The US pharmaceutical company enjoyed outsized gains during the pandemic thanks to its Covid-19 vaccine developed with BioNTech. Sales topped $100bn in 2022.

But as demand for the shot waned, so did sales. Attempts to develop an obesity drug have been a flop. Pfizer’s shares have fallen more than 50 per cent from their peak in late 2021, representing a loss of $177bn in market value. 

The company is worth less now than before the pandemic. That is despite splashing out more than $60bn on a series of acquisitions over the past two years.

Small wonder then that Starboard Value has moved in. The activist investor has amassed a $1bn position in Pfizer. It has approached Pfizer’s former boss Ian Read and former finance chief Frank D’Amelio to help. But it has yet to reveal its plans.

The trouble is there are no quick solutions to Pfizer’s woes. The pandemic provided a once-in-a-lifetime windfall. Sales more than doubled and net income tripled between 2020 and 2022.

That success set a high bar that Pfizer could not meet. Its valuation at 11 times forward earnings is in line with its 10-year historical average. However, it is a fraction of Eli Lilly’s 42 times. That gap reflects Pfizer’s failure so far to find an anti-obesity treatment for its portfolio.

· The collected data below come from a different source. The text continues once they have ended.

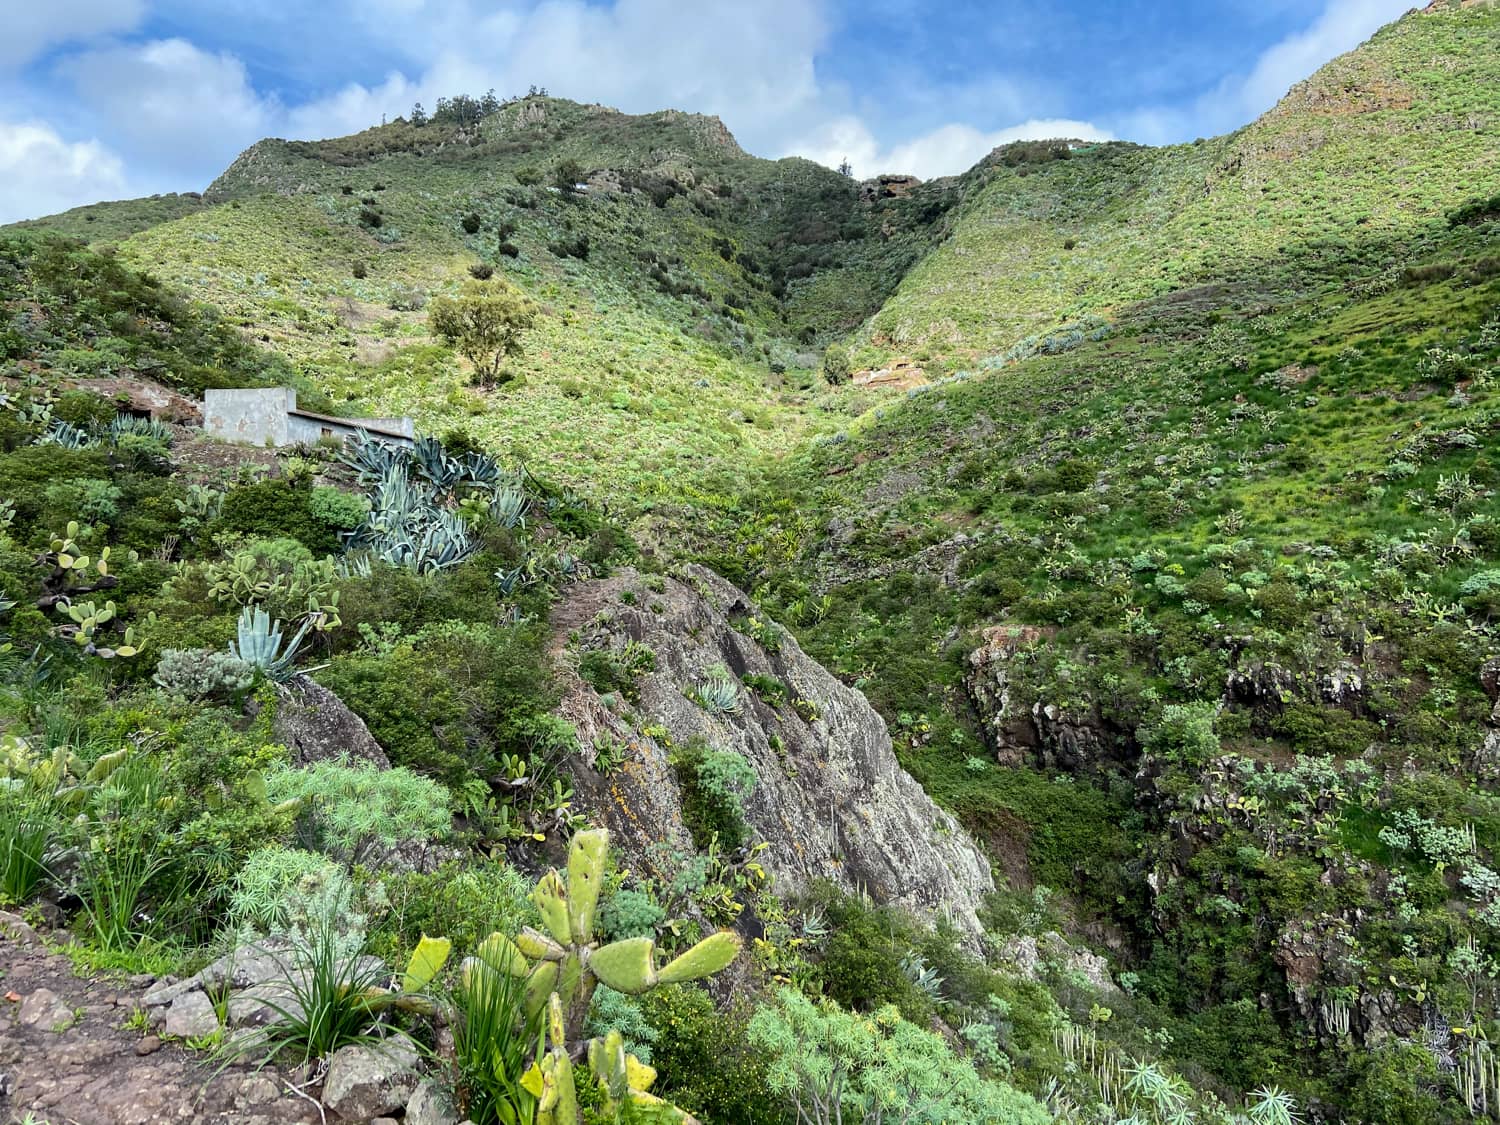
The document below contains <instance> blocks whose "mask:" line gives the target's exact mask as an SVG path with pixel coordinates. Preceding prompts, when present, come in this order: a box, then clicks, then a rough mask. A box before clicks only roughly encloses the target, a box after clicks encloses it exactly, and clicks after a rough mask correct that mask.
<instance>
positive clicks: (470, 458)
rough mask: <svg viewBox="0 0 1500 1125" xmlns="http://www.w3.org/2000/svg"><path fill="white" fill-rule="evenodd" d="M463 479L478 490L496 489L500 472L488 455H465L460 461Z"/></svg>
mask: <svg viewBox="0 0 1500 1125" xmlns="http://www.w3.org/2000/svg"><path fill="white" fill-rule="evenodd" d="M460 460H462V465H463V478H465V480H466V481H468V483H471V484H477V486H478V487H496V486H498V484H499V478H501V475H502V471H501V468H499V462H496V460H495V459H493V458H492V456H489V455H487V453H466V455H465V456H463V458H462V459H460Z"/></svg>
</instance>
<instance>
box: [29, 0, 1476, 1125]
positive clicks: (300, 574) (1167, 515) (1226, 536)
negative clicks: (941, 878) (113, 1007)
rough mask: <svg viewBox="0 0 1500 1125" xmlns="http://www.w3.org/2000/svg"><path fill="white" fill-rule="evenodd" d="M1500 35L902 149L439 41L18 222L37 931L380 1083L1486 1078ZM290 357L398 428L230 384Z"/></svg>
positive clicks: (185, 1003)
mask: <svg viewBox="0 0 1500 1125" xmlns="http://www.w3.org/2000/svg"><path fill="white" fill-rule="evenodd" d="M1497 60H1500V10H1497V9H1496V7H1494V6H1493V5H1485V3H1478V5H1476V3H1439V5H1433V6H1430V7H1428V9H1425V10H1421V12H1412V13H1409V15H1406V17H1403V18H1401V20H1400V21H1397V23H1395V24H1392V26H1391V27H1386V28H1385V30H1382V31H1380V33H1379V34H1377V36H1374V39H1373V40H1371V42H1370V43H1367V45H1364V46H1362V48H1361V49H1358V51H1355V52H1352V54H1349V55H1346V57H1343V58H1338V60H1335V62H1332V63H1331V65H1329V66H1326V68H1325V69H1323V71H1320V72H1319V74H1317V75H1313V77H1311V78H1310V80H1308V81H1305V83H1302V84H1299V86H1298V87H1296V89H1295V90H1292V92H1290V93H1289V96H1287V98H1286V99H1284V101H1283V102H1281V104H1280V105H1278V107H1277V108H1275V110H1274V111H1271V113H1269V114H1266V115H1265V117H1263V118H1262V120H1259V121H1256V123H1253V124H1250V126H1247V127H1245V129H1242V130H1239V132H1238V133H1235V135H1232V136H1224V138H1212V139H1203V141H1200V142H1196V144H1191V145H1179V147H1172V148H1145V147H1139V145H1130V144H1124V142H1121V144H1104V145H1080V144H1077V142H1070V141H1067V139H1056V141H1037V142H1023V144H1016V145H1007V147H1004V148H1001V150H996V151H995V153H992V154H990V156H989V157H987V159H986V160H983V162H981V163H980V165H978V166H977V168H974V169H971V171H969V172H966V174H965V175H962V177H954V178H950V180H942V181H935V183H929V184H915V183H912V181H909V180H904V178H898V177H889V178H885V180H880V181H868V183H864V184H859V183H853V181H850V180H849V178H846V177H843V175H840V174H837V172H832V171H828V169H823V168H819V166H816V165H813V163H810V162H805V160H777V162H771V160H760V159H757V157H753V156H748V154H745V153H744V151H742V150H741V148H739V147H738V145H736V144H735V142H733V139H732V138H730V136H729V135H727V133H726V132H724V130H723V127H721V124H720V123H718V121H717V120H715V118H705V117H696V115H690V114H682V113H675V111H666V113H660V114H649V115H640V117H631V115H625V114H619V113H616V111H613V110H607V108H604V107H591V105H577V104H573V102H567V101H562V99H555V98H547V96H546V95H531V96H526V98H519V99H511V101H508V102H498V101H493V99H453V101H447V99H446V101H444V104H443V107H440V108H438V110H437V111H435V113H434V114H432V115H428V114H425V113H423V114H413V115H411V117H408V118H402V120H398V121H395V123H390V124H384V126H380V127H375V129H369V130H366V132H363V133H357V135H354V136H347V138H336V139H329V141H318V142H288V141H279V139H269V141H263V142H261V144H257V145H254V147H252V148H251V150H248V151H246V153H245V154H243V156H242V157H240V159H239V160H236V163H234V165H233V166H231V168H229V169H226V171H225V172H223V175H220V177H219V180H216V181H214V183H213V184H211V186H210V187H208V189H207V190H205V192H204V193H202V196H168V198H160V199H147V201H129V202H120V204H96V205H93V207H87V208H78V210H77V211H71V213H68V214H63V216H54V217H52V219H48V220H39V222H36V223H30V225H28V226H30V228H31V229H9V231H6V233H3V237H0V681H3V682H0V909H3V910H6V912H13V915H12V913H3V915H0V941H10V938H5V936H3V935H5V933H10V935H15V933H18V930H17V927H18V926H20V924H26V926H27V927H33V929H37V930H40V932H43V933H46V935H51V936H52V938H55V939H58V948H62V945H60V939H62V938H63V936H68V938H69V939H71V944H69V945H68V947H66V948H68V956H69V957H71V959H72V962H74V968H75V971H77V972H78V974H83V975H99V974H110V975H113V977H111V980H114V981H118V983H120V989H121V993H120V995H121V996H124V995H126V993H124V992H123V990H124V989H126V986H129V987H130V989H133V990H135V992H132V993H129V995H130V996H133V998H136V999H135V1001H132V1002H130V1005H132V1013H133V1014H127V1020H129V1023H127V1028H129V1029H130V1031H132V1032H139V1034H147V1032H150V1034H153V1035H163V1037H165V1038H166V1040H168V1047H166V1049H168V1050H172V1052H178V1050H183V1052H195V1053H202V1055H205V1056H207V1058H210V1059H211V1061H213V1062H214V1065H216V1067H217V1065H220V1064H222V1065H226V1067H231V1068H233V1067H246V1065H260V1064H263V1062H266V1064H267V1065H275V1067H278V1068H279V1070H278V1074H281V1076H284V1077H287V1079H288V1080H291V1079H293V1077H294V1071H293V1068H294V1067H297V1065H299V1064H311V1065H309V1067H308V1068H299V1070H297V1071H296V1080H297V1083H299V1086H297V1089H299V1091H302V1092H311V1095H312V1097H315V1098H321V1100H323V1101H324V1109H320V1110H318V1112H320V1113H323V1112H324V1110H332V1112H333V1113H335V1115H341V1119H350V1118H359V1115H360V1113H363V1115H365V1116H366V1118H369V1116H380V1115H398V1113H405V1116H407V1119H419V1118H422V1119H426V1118H425V1116H423V1115H425V1113H426V1109H425V1106H426V1104H428V1103H426V1100H428V1098H429V1095H431V1098H435V1100H438V1101H443V1100H452V1101H453V1106H455V1110H456V1113H458V1116H455V1118H453V1121H459V1119H462V1116H463V1115H466V1116H469V1118H471V1119H472V1121H475V1122H481V1124H483V1125H489V1124H490V1122H523V1124H525V1125H558V1124H559V1122H574V1121H582V1122H591V1124H592V1122H616V1124H618V1122H622V1121H636V1119H667V1121H682V1119H684V1118H682V1116H681V1113H679V1112H678V1110H672V1109H669V1107H664V1106H661V1104H658V1103H655V1101H654V1100H652V1098H654V1097H655V1095H660V1097H663V1098H666V1100H669V1101H670V1103H672V1104H675V1106H678V1107H681V1110H682V1112H685V1113H690V1115H693V1116H694V1118H696V1119H699V1121H703V1122H708V1124H709V1125H720V1124H727V1122H735V1124H738V1122H756V1124H759V1122H765V1124H768V1125H771V1124H777V1125H780V1124H783V1122H798V1125H801V1124H802V1122H816V1124H817V1125H825V1124H826V1122H832V1121H840V1119H841V1121H862V1122H877V1121H889V1119H892V1118H894V1116H901V1115H906V1116H901V1119H910V1121H929V1122H953V1124H959V1122H963V1124H968V1122H975V1124H978V1122H986V1124H990V1122H1007V1124H1008V1122H1020V1124H1026V1125H1031V1122H1038V1124H1040V1122H1043V1121H1064V1122H1080V1124H1089V1125H1092V1124H1095V1122H1098V1124H1104V1122H1125V1121H1133V1122H1154V1124H1158V1125H1166V1124H1167V1122H1182V1121H1203V1122H1226V1124H1229V1122H1236V1124H1242V1122H1254V1124H1256V1125H1274V1124H1280V1125H1287V1124H1289V1122H1293V1121H1305V1122H1413V1124H1416V1122H1422V1124H1427V1122H1431V1124H1437V1122H1455V1121H1466V1119H1490V1118H1496V1116H1497V1115H1500V1109H1497V1106H1500V1095H1497V1089H1500V1062H1497V1059H1496V1055H1494V1049H1493V1047H1491V1044H1493V1041H1494V1040H1496V1038H1497V1037H1500V1020H1497V1013H1500V986H1497V980H1500V874H1497V871H1500V801H1497V792H1500V637H1497V631H1496V630H1497V621H1500V465H1497V456H1500V453H1497V450H1500V398H1497V396H1500V195H1497V192H1500V102H1497V101H1496V99H1497V95H1496V92H1497V90H1500V71H1497ZM486 318H487V320H486ZM486 332H487V333H489V335H487V336H486ZM481 338H483V339H481ZM886 365H891V366H895V365H900V366H897V368H895V369H897V372H898V377H900V378H901V380H903V381H909V383H910V384H912V386H910V389H909V390H889V389H882V387H880V384H879V381H876V383H871V384H868V386H867V381H865V380H862V378H861V380H859V381H858V384H855V386H850V384H852V383H853V381H852V378H850V375H852V374H861V372H864V371H867V369H871V368H880V366H886ZM913 366H919V368H921V369H922V374H913V372H912V368H913ZM275 384H290V386H296V387H297V389H299V392H300V393H302V396H303V404H305V405H311V407H314V408H315V410H320V411H323V413H335V414H338V413H348V414H413V416H416V417H417V423H419V431H420V432H422V434H423V435H425V437H423V438H422V440H420V441H419V443H417V444H416V447H414V449H411V450H390V449H386V447H383V446H378V444H375V443H368V441H357V443H353V444H351V446H348V447H339V446H335V444H332V443H326V444H320V446H311V447H299V449H287V450H269V449H252V447H245V446H226V444H220V443H216V441H210V440H207V438H205V437H204V435H202V434H201V432H199V431H198V429H196V428H195V426H193V425H192V401H193V399H195V398H196V396H198V395H199V393H201V392H202V390H204V389H208V387H223V386H275ZM142 390H144V392H148V393H151V395H160V396H166V399H165V401H168V402H169V404H171V410H166V411H165V413H163V416H162V417H160V419H159V420H147V419H141V417H136V414H138V413H139V408H138V398H139V395H141V393H142ZM174 395H175V396H178V398H172V396H174ZM703 565H706V567H709V568H711V570H714V571H717V573H718V574H721V576H723V577H724V579H727V580H729V582H727V583H726V582H720V580H718V579H715V577H714V576H712V574H706V573H705V571H703V570H702V567H703ZM730 583H732V585H730ZM793 639H795V640H793ZM817 664H822V667H817ZM823 667H825V669H828V670H829V672H832V675H834V676H837V678H838V679H841V681H843V684H835V682H832V679H831V678H829V676H828V675H825V672H823ZM849 687H852V688H859V691H862V693H864V696H865V697H867V699H868V702H870V703H873V705H874V709H876V711H877V712H879V715H876V714H874V712H871V709H870V708H868V706H867V705H865V702H864V699H862V697H861V694H859V693H856V691H850V690H847V688H849ZM892 742H894V757H895V759H898V765H900V766H903V768H904V769H906V771H907V772H909V774H910V777H915V778H916V781H919V783H921V786H922V787H924V789H926V792H927V795H929V796H930V798H932V799H933V801H936V804H938V805H941V810H939V808H933V807H932V805H930V804H929V802H927V801H926V798H922V799H913V798H921V795H919V793H915V790H913V789H912V787H910V777H903V775H901V772H900V769H898V768H897V762H894V760H892ZM772 795H784V799H772ZM948 813H951V814H953V816H948ZM601 825H609V826H610V828H612V829H613V835H612V837H606V835H604V834H601V831H600V826H601ZM771 849H774V850H771ZM986 859H987V861H989V867H990V870H992V871H993V883H995V889H993V892H992V883H990V877H989V874H987V873H986V870H984V868H986V862H984V861H986ZM935 864H938V865H939V868H942V871H944V873H945V874H948V876H951V879H953V883H951V885H954V886H962V895H963V901H962V903H959V901H956V898H957V897H959V892H956V894H953V895H948V901H947V904H948V906H950V907H954V909H951V910H948V913H950V916H948V918H944V919H938V921H936V922H935V921H933V919H930V918H913V916H910V915H909V913H906V912H904V910H903V909H901V907H900V906H897V903H900V901H919V903H930V901H932V900H933V898H935V897H936V895H935V894H933V892H932V888H933V886H936V885H939V882H942V880H941V879H936V877H935V879H926V883H927V885H926V886H922V888H915V889H913V888H910V886H909V885H907V886H903V877H907V876H910V873H912V871H932V870H935V867H933V865H935ZM550 868H556V870H555V871H552V870H550ZM959 868H963V870H959ZM813 871H817V873H820V874H825V876H828V877H826V879H819V877H811V874H813ZM944 885H948V883H944ZM960 907H962V909H960ZM17 919H20V921H17ZM240 957H248V959H249V960H251V963H252V965H254V966H258V968H257V969H255V971H254V972H255V974H257V977H255V980H254V981H252V980H251V977H249V975H248V974H249V972H251V971H249V969H246V971H243V972H242V971H237V969H236V968H234V966H236V965H239V962H237V960H236V959H240ZM223 959H228V960H223ZM362 959H363V960H362ZM0 960H3V959H0ZM225 966H228V969H226V968H225ZM132 974H145V975H151V977H153V978H154V977H156V975H162V977H165V975H168V974H169V975H171V977H174V978H181V980H180V981H177V983H171V984H165V983H163V984H154V983H153V984H151V986H141V987H139V989H136V986H135V984H130V983H129V978H130V975H132ZM111 987H113V986H111ZM147 989H148V990H147ZM264 990H269V996H267V992H264ZM553 995H555V998H556V999H555V1004H553V1001H552V998H553ZM288 996H293V999H294V1001H296V1002H294V1004H287V1002H284V1001H285V999H287V998H288ZM267 999H269V1001H270V1004H269V1007H267ZM136 1002H138V1011H136V1010H135V1004H136ZM43 1007H45V1005H43ZM21 1011H23V1008H21V1007H18V1008H17V1016H15V1017H13V1019H12V1016H10V1014H9V1013H0V1023H3V1022H5V1020H10V1023H9V1025H6V1026H7V1028H13V1029H15V1031H17V1034H18V1035H24V1037H26V1038H24V1040H17V1043H23V1047H21V1056H18V1058H24V1059H26V1070H23V1071H20V1073H21V1076H23V1077H21V1082H23V1089H24V1097H27V1098H30V1100H31V1101H27V1103H26V1106H34V1107H40V1106H42V1097H43V1095H42V1094H40V1092H39V1089H37V1088H36V1086H30V1085H26V1083H31V1082H33V1079H31V1077H28V1076H31V1074H40V1071H37V1070H34V1068H37V1067H40V1065H42V1064H37V1062H36V1059H42V1058H46V1055H48V1052H46V1050H43V1047H45V1046H46V1043H48V1041H45V1040H42V1038H40V1037H43V1035H51V1034H54V1032H52V1031H51V1029H49V1028H40V1026H37V1019H42V1017H45V1016H48V1014H49V1013H51V1010H46V1011H43V1013H42V1017H36V1019H31V1017H27V1019H30V1023H26V1022H24V1020H23V1019H21V1014H20V1013H21ZM26 1011H31V1013H33V1016H34V1013H36V1011H37V1008H36V1005H34V1004H33V1007H31V1008H28V1010H26ZM315 1011H317V1013H326V1014H327V1016H329V1019H326V1020H312V1019H308V1014H309V1013H315ZM65 1016H66V1013H65ZM71 1019H72V1017H71V1016H69V1019H65V1020H62V1023H65V1025H66V1023H69V1020H71ZM42 1022H43V1023H45V1019H43V1020H42ZM75 1031H78V1029H74V1028H63V1029H58V1031H57V1034H65V1032H75ZM84 1031H87V1020H86V1023H84ZM375 1040H383V1041H384V1044H383V1046H384V1047H386V1049H387V1053H389V1052H390V1049H396V1050H398V1053H411V1059H410V1062H407V1064H402V1065H404V1068H405V1070H402V1076H404V1077H401V1079H396V1080H393V1082H390V1083H386V1085H384V1086H383V1088H381V1089H383V1092H381V1094H380V1097H381V1098H384V1101H383V1103H381V1109H380V1110H378V1112H377V1110H374V1109H372V1106H374V1104H375V1103H374V1101H372V1103H365V1101H359V1098H363V1097H365V1095H363V1094H362V1095H359V1098H357V1097H356V1095H354V1094H353V1092H351V1091H350V1089H348V1086H350V1082H348V1074H350V1068H353V1067H354V1064H351V1062H350V1059H351V1058H353V1059H362V1058H363V1056H360V1055H359V1052H362V1050H366V1049H369V1047H371V1044H372V1041H375ZM129 1050H130V1052H132V1053H133V1046H130V1047H129ZM351 1052H353V1053H354V1055H351ZM142 1058H144V1056H142ZM341 1059H342V1062H341ZM7 1061H9V1056H0V1064H7ZM648 1064H649V1065H648ZM651 1068H655V1070H654V1071H652V1070H651ZM43 1077H46V1076H43ZM419 1077H420V1080H422V1082H423V1086H420V1088H419V1086H417V1082H419ZM216 1080H217V1079H216ZM401 1083H405V1085H401ZM396 1089H399V1091H401V1094H399V1097H398V1095H396V1094H393V1092H392V1091H396ZM422 1091H425V1092H422ZM648 1091H649V1092H648ZM371 1097H375V1095H374V1094H372V1095H371ZM18 1104H20V1103H18ZM341 1107H342V1109H341ZM309 1115H311V1110H309ZM309 1119H311V1116H309Z"/></svg>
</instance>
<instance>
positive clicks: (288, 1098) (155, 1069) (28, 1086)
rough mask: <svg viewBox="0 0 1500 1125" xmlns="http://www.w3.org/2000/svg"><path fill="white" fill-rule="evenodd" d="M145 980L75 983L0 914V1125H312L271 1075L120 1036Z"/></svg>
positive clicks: (143, 994)
mask: <svg viewBox="0 0 1500 1125" xmlns="http://www.w3.org/2000/svg"><path fill="white" fill-rule="evenodd" d="M150 984H151V978H145V977H138V978H132V980H129V981H113V980H105V978H92V980H86V978H80V977H77V975H75V974H74V971H72V965H71V963H69V960H68V959H66V957H65V956H62V954H57V953H52V951H49V950H48V948H46V947H45V945H43V944H42V942H40V941H37V938H36V935H34V933H33V932H31V930H30V927H27V926H26V924H24V922H21V919H20V918H17V916H15V915H9V913H3V912H0V1122H5V1124H6V1125H10V1124H12V1122H30V1124H31V1125H40V1124H42V1122H48V1124H49V1125H145V1124H147V1122H195V1124H198V1122H201V1124H202V1125H272V1124H273V1122H275V1124H279V1122H318V1121H320V1113H318V1109H317V1106H314V1104H312V1103H311V1101H308V1100H305V1098H300V1097H297V1095H296V1094H293V1092H291V1091H290V1089H288V1086H287V1082H285V1080H284V1079H282V1076H281V1074H278V1073H276V1071H275V1070H264V1071H261V1073H258V1074H257V1073H254V1071H251V1070H249V1068H246V1067H231V1068H228V1070H225V1071H223V1073H220V1074H217V1076H216V1074H214V1073H213V1068H211V1067H208V1065H205V1064H204V1061H202V1056H201V1055H193V1053H190V1052H187V1050H184V1049H183V1047H180V1046H177V1044H172V1043H165V1044H163V1043H162V1041H160V1040H159V1038H156V1037H144V1038H142V1035H141V1032H138V1031H126V1029H124V1023H126V1022H127V1020H129V1019H130V1014H132V1011H133V1010H135V1007H136V1001H138V998H139V996H141V995H144V993H145V990H147V989H148V987H150Z"/></svg>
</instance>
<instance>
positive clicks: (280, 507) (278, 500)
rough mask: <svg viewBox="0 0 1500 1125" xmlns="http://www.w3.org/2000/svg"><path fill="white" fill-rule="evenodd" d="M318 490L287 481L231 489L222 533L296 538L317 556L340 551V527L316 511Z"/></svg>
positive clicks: (219, 525)
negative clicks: (339, 533)
mask: <svg viewBox="0 0 1500 1125" xmlns="http://www.w3.org/2000/svg"><path fill="white" fill-rule="evenodd" d="M312 495H314V490H312V487H311V486H306V484H293V483H290V481H285V480H261V481H257V483H254V484H240V486H239V487H233V489H229V492H228V493H226V495H225V498H223V511H222V514H220V516H219V529H220V531H229V532H239V534H242V535H251V537H255V538H296V540H299V541H300V543H302V544H303V546H306V547H308V550H311V552H312V553H314V555H332V553H335V552H336V550H338V549H339V535H338V531H339V528H338V526H336V525H333V523H330V522H329V520H327V519H321V517H318V516H317V514H314V511H312Z"/></svg>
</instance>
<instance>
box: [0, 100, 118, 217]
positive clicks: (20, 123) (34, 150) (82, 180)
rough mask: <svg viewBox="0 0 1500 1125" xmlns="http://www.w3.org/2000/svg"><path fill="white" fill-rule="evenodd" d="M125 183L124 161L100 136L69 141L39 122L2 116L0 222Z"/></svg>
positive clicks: (52, 208) (62, 203) (52, 207)
mask: <svg viewBox="0 0 1500 1125" xmlns="http://www.w3.org/2000/svg"><path fill="white" fill-rule="evenodd" d="M123 189H124V165H123V163H121V162H120V159H118V157H117V156H114V154H113V153H110V151H108V150H107V148H105V147H104V145H101V144H99V142H98V141H81V142H77V144H69V142H68V141H65V139H63V138H62V136H58V135H57V133H55V132H54V130H52V129H51V127H48V126H46V124H42V123H39V121H23V123H5V121H0V223H3V222H15V220H17V219H31V217H36V216H37V214H51V213H54V211H65V210H68V208H69V207H77V205H78V204H84V202H93V201H96V199H101V198H117V196H120V195H123V193H124V192H123Z"/></svg>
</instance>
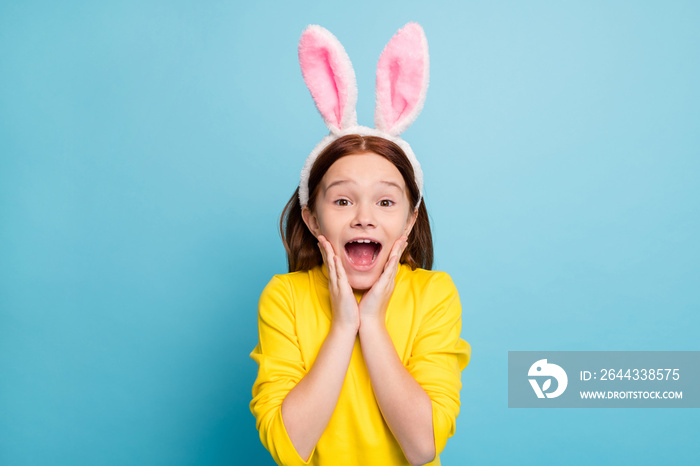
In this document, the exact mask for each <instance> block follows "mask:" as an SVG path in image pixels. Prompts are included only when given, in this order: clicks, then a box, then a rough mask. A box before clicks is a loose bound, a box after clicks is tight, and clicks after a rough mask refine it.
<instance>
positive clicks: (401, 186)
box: [302, 152, 417, 290]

Line chart of Share prices rebased showing Pfizer shares have underperformed

Albert Bourla, who was handpicked by Read to be his successor and took over in 2019, has binged on overpriced deals. These include Seagen, the lossmaking cancer biotech bought last year for $43bn, including debt. Pfizer expects Seagen drugs to generate $10bn in annual sales by 2030. That compares with the $58.5bn Pfizer pulled in last year.

Bourla’s big bet on cancer drugs could still pay off. But investor patience is in short supply, especially after Pfizer abruptly withdrew Oxbryta, a sickle cell disease treatment, from the market last month. The drug was the centrepiece in Pfizer’s $5.4bn acquisition of Global Blood Therapeutics in 2022.

Pfizer’s return on capital has fallen from more than 19 per cent in 2022 to 2.2 per cent last year, according to figures from S&P Global Market Intelligence. In response, Boula has announced big cost cuts — $4bn this year and another $1.5bn between 2025 and 2027.

Activist involvement could usefully impose more discipline. But swearing off portfolio development is not an option in innovative pharmaceuticals. Pfizer has already streamlined its business, shedding consumer health and its off-patent drugs unit. Sometimes it is easier to identify the symptoms of an ailment than prescribe an effective cure.